Un autre point corrélé à cet objectif de réduction de GES est un renforcement du système européen d’échange de quotas d’émissions (ETS), dont la valeur en bourse ne cesse de chuter du fait de quotas excédentaires. Et la Commission propose ainsi dans son « paquet », un texte législatif contraignant (le seul) portant sur la création d’une réserve de stabilité du marché pour le système d’échange de quotas au début de la prochaine période d’application de l’ETS, soit à dater du 1er janvier 2021 « pour réguler le marché en fonction des besoins » précise un expert de la Commission. Certes, l’objectif d’un ETS « fort » est soutenu par tous les industriels, mais ce projet de réserve stratégique n’est avalisé que par les acteurs de l’industrie électrique, comme Eurelectric ou Westinghouse, et rejeté par la plupart des autres secteurs.
De plus, le projet fixe au moins à 27 pour cent la part des énergies renouvelables dans le bilan énergétique de l’EU d’ici à 2030 et ce niveau est global cette fois et non pas demandé à chaque État membre et il serait atteint uniquement par des mesures adoptées au niveau national avec une assez grande marge de latitude pour les 28. Les capitales devront donc établir des plans « pour une énergie compétitive, sûre et durable, dans le cadre d’une approche commune », a expliqué la commissaire au Climat, Connie Hedegaard, et que la Commission suivra de près pour s’assurer qu’ils « sont suffisamment ambitieux ; dans le cas contraire, elle fera des suggestions ».

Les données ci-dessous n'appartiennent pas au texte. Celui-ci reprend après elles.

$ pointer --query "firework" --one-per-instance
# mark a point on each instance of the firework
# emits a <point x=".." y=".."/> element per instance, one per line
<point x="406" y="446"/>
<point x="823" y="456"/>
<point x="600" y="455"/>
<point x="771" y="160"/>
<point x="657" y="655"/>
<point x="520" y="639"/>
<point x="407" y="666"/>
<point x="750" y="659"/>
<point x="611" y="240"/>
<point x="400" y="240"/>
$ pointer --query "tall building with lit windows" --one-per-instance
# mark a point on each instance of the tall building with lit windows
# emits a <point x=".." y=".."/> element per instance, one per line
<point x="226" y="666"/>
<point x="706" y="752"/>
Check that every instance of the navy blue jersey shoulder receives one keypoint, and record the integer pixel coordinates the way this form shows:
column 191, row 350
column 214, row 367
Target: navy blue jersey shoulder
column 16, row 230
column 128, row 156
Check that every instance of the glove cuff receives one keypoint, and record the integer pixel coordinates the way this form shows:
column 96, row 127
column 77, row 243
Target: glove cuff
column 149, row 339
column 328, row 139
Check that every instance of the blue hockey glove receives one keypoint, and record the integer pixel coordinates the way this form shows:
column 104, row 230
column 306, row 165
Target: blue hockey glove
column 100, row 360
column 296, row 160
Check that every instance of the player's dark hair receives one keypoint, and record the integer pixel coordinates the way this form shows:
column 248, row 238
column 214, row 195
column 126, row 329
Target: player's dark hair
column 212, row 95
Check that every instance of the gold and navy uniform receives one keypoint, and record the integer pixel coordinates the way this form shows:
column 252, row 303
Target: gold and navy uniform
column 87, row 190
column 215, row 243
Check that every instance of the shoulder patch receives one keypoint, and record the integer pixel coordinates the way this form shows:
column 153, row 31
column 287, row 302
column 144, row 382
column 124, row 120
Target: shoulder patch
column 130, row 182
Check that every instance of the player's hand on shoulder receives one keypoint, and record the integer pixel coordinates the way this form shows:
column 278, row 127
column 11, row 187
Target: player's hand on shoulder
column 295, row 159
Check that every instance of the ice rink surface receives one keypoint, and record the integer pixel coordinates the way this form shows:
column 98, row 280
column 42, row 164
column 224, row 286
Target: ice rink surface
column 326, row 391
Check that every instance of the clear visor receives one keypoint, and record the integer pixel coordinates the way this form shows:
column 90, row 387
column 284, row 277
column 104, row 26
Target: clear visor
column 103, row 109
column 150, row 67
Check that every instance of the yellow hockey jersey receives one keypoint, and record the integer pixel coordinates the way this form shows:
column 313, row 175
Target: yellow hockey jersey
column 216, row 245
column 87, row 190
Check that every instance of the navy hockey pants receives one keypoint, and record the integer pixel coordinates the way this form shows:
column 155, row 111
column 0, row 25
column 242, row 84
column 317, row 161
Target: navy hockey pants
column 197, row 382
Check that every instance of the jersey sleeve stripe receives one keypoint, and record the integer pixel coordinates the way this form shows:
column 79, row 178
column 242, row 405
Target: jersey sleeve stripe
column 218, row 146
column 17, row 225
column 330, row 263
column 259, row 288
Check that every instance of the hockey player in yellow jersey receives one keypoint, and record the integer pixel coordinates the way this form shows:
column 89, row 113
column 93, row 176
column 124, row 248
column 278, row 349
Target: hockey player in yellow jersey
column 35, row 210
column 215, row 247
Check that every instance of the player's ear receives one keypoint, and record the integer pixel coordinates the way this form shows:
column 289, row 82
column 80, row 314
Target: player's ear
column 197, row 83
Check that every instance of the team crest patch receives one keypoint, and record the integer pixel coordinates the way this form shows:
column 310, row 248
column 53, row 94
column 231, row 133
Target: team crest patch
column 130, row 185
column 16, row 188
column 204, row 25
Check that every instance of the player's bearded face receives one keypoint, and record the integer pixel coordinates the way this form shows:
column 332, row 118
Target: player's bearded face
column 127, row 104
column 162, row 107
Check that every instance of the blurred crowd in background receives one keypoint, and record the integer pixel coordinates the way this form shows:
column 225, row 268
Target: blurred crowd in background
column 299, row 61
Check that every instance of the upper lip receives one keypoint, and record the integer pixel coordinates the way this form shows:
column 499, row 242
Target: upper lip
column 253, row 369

C’est inefficace pour les écologistes. Pour le député européen Vert luxembourgeois Claude Turmes, « on fait faire à la politique climatique et environnementale un bond arrière de plusieurs dizaines d’années. Le Parlement européen n’acceptera pas cette farce : dix États membres de l’UE appellent à des objectifs en termes d’énergies renouvelables ». Et d’ajouter que ce paquet tend de plus à laisser aux États trop de latitude pour développer « des sources d’énergie dangereuses, insalubres et dangereuses tels que le gaz de schiste, le charbon et le nucléaire à grande échelle ». Il fait en cela référence à une recommandation du paquet sur le gaz de schiste qui indique que les États qui choisissent de développer sur leur territoire devraient le faire sur la base de principes définis en commun, avec notamment des évaluations d’impact environnemental, mais la décision finale en reviendra à chaque pays.